Da un punto di vista fonico prevalgono suoni aperti e parole piane, che aumentano il

senso di distensione, necessario a disegnare il paesaggio e le sensazioni che ne

scaturiscono. Il linguaggio utilizzato da Leopardi è ancora quello della tradizione lirica

italiana, cioè quello che da Petrarca era giunto fino a Foscolo e Monti.

ANALISI e commento

L’opera fa parte degli Idilli, piccoli quadretti di ispirazione greca.

Leopardi stesso designò con il termine Idilli alcuni componimenti scritti tra il 1819 e il 1821 (L’infinito, Alla luna, La sera del dì di festa, Il sogno, La vita solitaria) caratterizzati dal linguaggio colloquiale e da tematiche intime e autobiografiche. Nel 1828, Leopardi li definì «espressione di sentimenti, affezioni, avventure storiche del suo animo».

L’infinito è uno dei più noti idilli leopardiani, fu composto nel 1819 ed è una testimonianza di quel dissidio tra finito ed infinito, tra realtà e ideale, che caratterizza l’uomo romantico.

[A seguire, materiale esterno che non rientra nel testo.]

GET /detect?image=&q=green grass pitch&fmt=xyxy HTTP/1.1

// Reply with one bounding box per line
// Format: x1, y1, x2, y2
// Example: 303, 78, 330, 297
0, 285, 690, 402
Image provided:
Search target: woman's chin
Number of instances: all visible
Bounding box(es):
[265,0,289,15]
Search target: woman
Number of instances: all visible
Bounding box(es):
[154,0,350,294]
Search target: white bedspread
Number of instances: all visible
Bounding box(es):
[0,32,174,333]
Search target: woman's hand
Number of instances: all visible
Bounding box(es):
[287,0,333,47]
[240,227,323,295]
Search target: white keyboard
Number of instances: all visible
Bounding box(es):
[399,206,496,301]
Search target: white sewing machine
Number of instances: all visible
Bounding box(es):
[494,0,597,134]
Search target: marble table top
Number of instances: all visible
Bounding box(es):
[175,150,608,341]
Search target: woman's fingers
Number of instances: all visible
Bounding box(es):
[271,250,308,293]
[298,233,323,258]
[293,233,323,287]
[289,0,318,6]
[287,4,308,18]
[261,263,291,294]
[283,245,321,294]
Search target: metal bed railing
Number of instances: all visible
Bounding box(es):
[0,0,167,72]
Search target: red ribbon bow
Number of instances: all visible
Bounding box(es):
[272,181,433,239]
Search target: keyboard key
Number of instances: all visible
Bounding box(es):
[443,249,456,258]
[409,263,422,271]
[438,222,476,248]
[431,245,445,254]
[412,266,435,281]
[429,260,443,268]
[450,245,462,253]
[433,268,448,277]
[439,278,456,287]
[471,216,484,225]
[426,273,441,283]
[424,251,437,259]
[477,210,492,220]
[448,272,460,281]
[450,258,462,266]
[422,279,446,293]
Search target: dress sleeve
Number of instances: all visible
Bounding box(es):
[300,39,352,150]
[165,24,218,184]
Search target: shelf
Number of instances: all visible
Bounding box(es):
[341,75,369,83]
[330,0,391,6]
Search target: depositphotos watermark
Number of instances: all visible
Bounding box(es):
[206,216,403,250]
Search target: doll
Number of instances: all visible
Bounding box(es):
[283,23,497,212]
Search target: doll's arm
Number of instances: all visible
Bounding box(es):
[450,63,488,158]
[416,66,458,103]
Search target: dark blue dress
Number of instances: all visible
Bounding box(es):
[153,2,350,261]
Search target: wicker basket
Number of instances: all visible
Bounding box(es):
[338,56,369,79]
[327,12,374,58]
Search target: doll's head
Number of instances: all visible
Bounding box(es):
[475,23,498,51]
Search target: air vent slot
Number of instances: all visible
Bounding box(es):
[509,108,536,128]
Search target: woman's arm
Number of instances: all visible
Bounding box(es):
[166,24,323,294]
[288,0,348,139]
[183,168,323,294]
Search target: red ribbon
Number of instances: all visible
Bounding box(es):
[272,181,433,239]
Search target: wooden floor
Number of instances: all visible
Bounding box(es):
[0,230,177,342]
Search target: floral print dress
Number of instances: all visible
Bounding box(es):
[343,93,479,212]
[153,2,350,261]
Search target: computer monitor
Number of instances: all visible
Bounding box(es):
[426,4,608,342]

La poesia descrive il poeta solo sul monte Tabor a Recanati. Una siepe impedisce a Leopardi la vista di buona parte dell’orizzonte e questo ostacolo suscita in lui una riflessione su ciò che trascende il reale e fa spaziare nell’immensità. La siepe rappresenta dunque una barriera tra il mondo esterno e i pensieri del poeta. Essa è il simbolo di tutto ciò che è limitante e limitato e quindi stimola l’immaginazione e l’istintivo bisogno, proprio di ogni uomo, di infinito. Stando seduto a osservare, egli immagina spazi interminabili oltre la siepe, silenzi che superano ogni possibilità di comprensione da parte dell’uomo e una quiete assoluta dove il cuore prova quasi smarrimento (“ove per poco il cor non si spaura”). L’improvviso stormire delle foglie lo riporta alla realtà ma come la siepe gli aveva suggerito l’idea dell’infinito spaziale così il rumore del vento gli suggerisce l’idea dell’eternità, cioè dell’infinito temporale. Le sue riflessioni perdono ogni definizione logica in questo infinito che si estende senza confini nello spazio e nel tempo. Egli si abbandona dolcemente in questa nuova dimensione annullando la propria identità.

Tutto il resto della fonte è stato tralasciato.